Thank you so much for the suggestion. We added the legend in the figure.
Figure 2 – According to Figure 1(b), there should be a XSr = 0% sample prepared through heating treatment. But the unit cell volume of this sample is not included in Figure 2. Please add it.
The plot for XSr = 0% was hidden by the vertical axis. We revised the figure. For the same reason, we revised Figure 4.
Also, according to Figure 2, the highest unit cell volume in heating treatment group is higher than 377Å3. But it says 376.51 ± 0.18 in the text. Could authors give some explanations about this?
The sample with the largest volume higher than 377 Å3 contained strotntianite. The largest cell volume for calcite sample without strontianite was 376.51 ± 0.18 as described in the text. We added comments to the figure caption.
The third question about this plot is the sample size. As the standard deviation is plotted in Figure 2, please indicate where the standard deviation comes from. Is that from different batches of sample or repeated measurements of the same batch of sample?
The error bar was derived from standard deviation of unit cell volume estimated using GSAS. We added the explanation in the figure caption.
Table 1a – According to Figure 1, there are 10 concentrations (> 0%) of pressure treatment Sr-doped sample and 3 concentrations (> 0%) of heating treatment Sr-doped sample. But only data of 4 pressure treatment samples and 2 heating treatment samples are shown in Table 1a. Is there any reason?
Sr concentration was measured on selected samples. There are no special reasons.
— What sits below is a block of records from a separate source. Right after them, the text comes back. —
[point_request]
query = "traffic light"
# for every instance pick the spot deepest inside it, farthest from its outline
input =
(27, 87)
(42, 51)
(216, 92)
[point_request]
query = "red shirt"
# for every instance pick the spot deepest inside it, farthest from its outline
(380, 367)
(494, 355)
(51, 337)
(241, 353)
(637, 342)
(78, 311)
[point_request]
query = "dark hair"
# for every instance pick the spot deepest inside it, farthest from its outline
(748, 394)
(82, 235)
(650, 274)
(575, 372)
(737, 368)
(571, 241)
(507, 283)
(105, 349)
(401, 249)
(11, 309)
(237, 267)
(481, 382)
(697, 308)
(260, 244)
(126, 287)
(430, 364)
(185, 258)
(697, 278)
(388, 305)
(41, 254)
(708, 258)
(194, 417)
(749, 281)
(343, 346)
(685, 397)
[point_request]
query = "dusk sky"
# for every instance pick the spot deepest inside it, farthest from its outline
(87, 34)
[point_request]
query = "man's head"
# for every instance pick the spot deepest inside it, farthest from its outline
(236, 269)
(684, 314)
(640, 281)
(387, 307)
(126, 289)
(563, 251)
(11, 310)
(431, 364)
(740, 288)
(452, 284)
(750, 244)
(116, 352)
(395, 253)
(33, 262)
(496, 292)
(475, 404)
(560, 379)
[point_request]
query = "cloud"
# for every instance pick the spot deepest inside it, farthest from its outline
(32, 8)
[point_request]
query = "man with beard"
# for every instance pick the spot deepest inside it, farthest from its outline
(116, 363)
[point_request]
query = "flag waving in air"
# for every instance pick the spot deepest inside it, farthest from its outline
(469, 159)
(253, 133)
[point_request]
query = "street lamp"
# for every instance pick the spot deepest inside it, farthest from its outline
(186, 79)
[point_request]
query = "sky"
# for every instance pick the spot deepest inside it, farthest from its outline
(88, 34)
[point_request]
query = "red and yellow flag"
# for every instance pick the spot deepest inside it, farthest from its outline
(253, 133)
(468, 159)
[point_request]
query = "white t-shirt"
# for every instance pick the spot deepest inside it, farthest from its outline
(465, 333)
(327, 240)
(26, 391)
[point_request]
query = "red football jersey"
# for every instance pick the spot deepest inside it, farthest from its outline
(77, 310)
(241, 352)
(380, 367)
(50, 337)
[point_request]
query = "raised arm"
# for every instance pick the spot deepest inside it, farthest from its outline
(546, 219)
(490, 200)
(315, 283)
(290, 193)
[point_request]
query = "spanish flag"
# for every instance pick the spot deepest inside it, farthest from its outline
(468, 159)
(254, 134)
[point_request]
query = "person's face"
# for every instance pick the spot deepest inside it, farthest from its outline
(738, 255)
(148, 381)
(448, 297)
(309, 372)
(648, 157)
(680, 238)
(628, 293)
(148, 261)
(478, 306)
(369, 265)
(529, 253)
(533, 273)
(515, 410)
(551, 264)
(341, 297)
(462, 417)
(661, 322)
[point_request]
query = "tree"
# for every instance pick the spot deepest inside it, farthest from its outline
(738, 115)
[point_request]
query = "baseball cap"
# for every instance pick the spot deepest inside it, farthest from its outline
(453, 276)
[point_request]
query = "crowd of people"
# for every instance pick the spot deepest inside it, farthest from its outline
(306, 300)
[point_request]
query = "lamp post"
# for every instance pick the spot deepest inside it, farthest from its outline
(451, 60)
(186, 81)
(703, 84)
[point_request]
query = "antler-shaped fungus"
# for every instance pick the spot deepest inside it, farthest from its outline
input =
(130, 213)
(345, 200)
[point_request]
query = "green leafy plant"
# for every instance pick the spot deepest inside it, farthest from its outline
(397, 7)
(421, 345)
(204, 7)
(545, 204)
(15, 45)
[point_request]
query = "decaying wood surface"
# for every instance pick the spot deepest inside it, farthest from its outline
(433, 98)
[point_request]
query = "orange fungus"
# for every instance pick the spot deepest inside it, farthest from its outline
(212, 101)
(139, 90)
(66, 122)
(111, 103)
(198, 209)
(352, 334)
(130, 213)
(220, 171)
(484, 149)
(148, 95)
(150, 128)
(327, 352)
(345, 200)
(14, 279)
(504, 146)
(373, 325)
Figure 6 – Please move the figures under 3.4 section.
Yes, the figures are under the section.
Impurity induced order-disorder phase transition – Based on my understanding, the phase transformation discussed here happened under room temperature, correct? In line 225, it says that “…was observed at room temperature”. Could more details be added? Are samples discussed in this section prepared under room temperature? Or, are they pressure/heating treatment sample but stored at room temperature for serval days to let the phase transformation happen? Please give more information.
Yes, the extinction of 113 reflection was observed at room temperature. We added in contrast to the previous studies at high temperature” to highlight the results of this study.
Author Response File: Author Response.pdf
Round 2
Reviewer 3 Report
Authors well revised manuscript. I am OK with the updated version.